4 bit SDIO is used automatically by the SD library when you use BUILTIN_SDCARD rather than a pin number for CS. That's the easy part.
But the actual transfer rate depends on much more than just the raw communication speed between Teensy and the SD card. The card's command latency also plays a big factor. How much that matters depends on the software, and also on the card. Genuine Sandisk Ultra/Extreme and Samsung EVO are among the fastest, but beware of counterfeits which are usually the very worst performing hardware.
On software, you have 2 choices (other than writing everything from scratch). Both use 4 bit SDIO mode. The Arduino SD library is very simple, but its not known for high performance. It reads 1 sector at a time using a single buffer, so the performance is impacted greatly by the card's command latency. Arduino SD is also currently limited to 32 GB.

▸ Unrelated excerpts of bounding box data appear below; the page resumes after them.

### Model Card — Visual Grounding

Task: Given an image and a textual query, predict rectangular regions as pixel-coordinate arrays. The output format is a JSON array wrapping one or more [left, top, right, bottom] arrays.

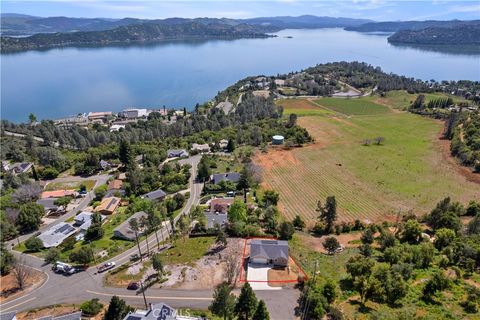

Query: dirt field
[[254, 99, 480, 225], [0, 269, 46, 302]]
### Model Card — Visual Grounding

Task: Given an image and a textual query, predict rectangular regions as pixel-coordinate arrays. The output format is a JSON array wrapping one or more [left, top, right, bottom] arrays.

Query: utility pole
[[140, 280, 148, 310], [301, 260, 318, 320]]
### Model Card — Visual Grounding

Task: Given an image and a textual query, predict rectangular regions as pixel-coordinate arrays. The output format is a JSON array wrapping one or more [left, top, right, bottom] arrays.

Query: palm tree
[[128, 218, 143, 261], [140, 216, 150, 256]]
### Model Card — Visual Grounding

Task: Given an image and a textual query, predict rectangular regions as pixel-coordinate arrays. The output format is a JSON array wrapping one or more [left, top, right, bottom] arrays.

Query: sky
[[0, 0, 480, 21]]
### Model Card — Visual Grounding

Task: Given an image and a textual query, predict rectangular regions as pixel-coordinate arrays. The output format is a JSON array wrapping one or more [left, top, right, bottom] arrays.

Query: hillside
[[388, 23, 480, 45], [345, 20, 480, 32], [1, 21, 269, 52]]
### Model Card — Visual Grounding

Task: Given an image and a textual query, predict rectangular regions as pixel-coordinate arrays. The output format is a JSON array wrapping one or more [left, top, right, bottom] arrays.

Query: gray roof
[[250, 239, 288, 259], [113, 211, 148, 240], [0, 311, 17, 320], [37, 198, 58, 211], [212, 172, 240, 184], [205, 213, 228, 229], [38, 222, 77, 248], [143, 189, 167, 200]]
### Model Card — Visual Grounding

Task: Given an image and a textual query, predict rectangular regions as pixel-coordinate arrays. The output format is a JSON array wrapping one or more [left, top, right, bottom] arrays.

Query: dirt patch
[[17, 305, 80, 320], [0, 269, 47, 302], [255, 149, 299, 170]]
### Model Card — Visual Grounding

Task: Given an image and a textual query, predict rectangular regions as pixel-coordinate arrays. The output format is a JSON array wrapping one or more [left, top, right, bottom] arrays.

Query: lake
[[1, 29, 480, 122]]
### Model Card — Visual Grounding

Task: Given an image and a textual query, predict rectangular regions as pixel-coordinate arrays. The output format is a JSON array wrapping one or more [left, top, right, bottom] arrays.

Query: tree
[[423, 270, 450, 299], [69, 246, 94, 264], [103, 296, 134, 320], [12, 259, 31, 290], [208, 283, 236, 320], [16, 202, 45, 231], [128, 218, 143, 260], [317, 196, 337, 233], [197, 158, 212, 181], [227, 139, 235, 152], [252, 300, 270, 320], [45, 248, 60, 263], [360, 228, 374, 244], [0, 241, 15, 276], [215, 229, 228, 247], [263, 190, 280, 207], [228, 199, 247, 223], [235, 282, 257, 320], [80, 298, 103, 317], [28, 113, 37, 124], [118, 140, 135, 170], [152, 253, 163, 278], [400, 219, 422, 244], [278, 221, 295, 240], [322, 237, 340, 254], [293, 214, 306, 230], [25, 237, 43, 252], [322, 281, 338, 304], [434, 228, 457, 250]]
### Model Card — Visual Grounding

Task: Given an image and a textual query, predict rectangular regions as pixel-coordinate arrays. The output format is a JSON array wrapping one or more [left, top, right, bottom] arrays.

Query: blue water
[[1, 29, 480, 122]]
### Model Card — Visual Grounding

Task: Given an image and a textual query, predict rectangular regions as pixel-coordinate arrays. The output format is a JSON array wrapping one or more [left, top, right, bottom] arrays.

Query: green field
[[314, 98, 391, 115], [255, 100, 480, 223]]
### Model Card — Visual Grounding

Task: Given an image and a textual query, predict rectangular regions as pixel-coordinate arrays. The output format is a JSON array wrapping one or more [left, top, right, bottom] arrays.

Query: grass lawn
[[45, 180, 95, 191], [255, 100, 480, 222], [315, 98, 391, 115], [161, 237, 215, 265]]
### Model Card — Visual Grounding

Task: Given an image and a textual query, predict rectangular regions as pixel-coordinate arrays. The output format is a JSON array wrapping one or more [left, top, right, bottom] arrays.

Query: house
[[192, 143, 210, 152], [118, 108, 150, 119], [110, 124, 125, 132], [107, 179, 123, 190], [38, 222, 77, 248], [113, 211, 148, 241], [249, 239, 288, 267], [40, 189, 78, 199], [36, 198, 59, 215], [100, 160, 112, 170], [73, 211, 106, 231], [218, 139, 228, 149], [210, 198, 235, 214], [216, 101, 233, 114], [123, 303, 203, 320], [205, 213, 228, 229], [11, 162, 33, 174], [142, 189, 167, 201], [95, 197, 120, 215], [210, 172, 240, 184], [87, 111, 113, 122], [167, 149, 188, 158]]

The other choice is SdFat. The downside to SdFat is a more complex API. Many of its example use C++ templates or other advanced syntax that is great if you're a C++ expert, not so wonderful if you're not. But SdFat gives you a lot more control over how things work. It supports multi-sector reads with large buffers, which allows the card to achieve much better performance.
As with all Arduino libraries, once the lib is installed (Arduino SD is always present), click File > Examples > {library} to get started.
You don't need to worry about 4 bit SDIO mode. Both libraries use it automatically. Which library you use, and if you go with the more complex SdFat, which functions and what buffer sizes you use are the things which ultimately matter for performance.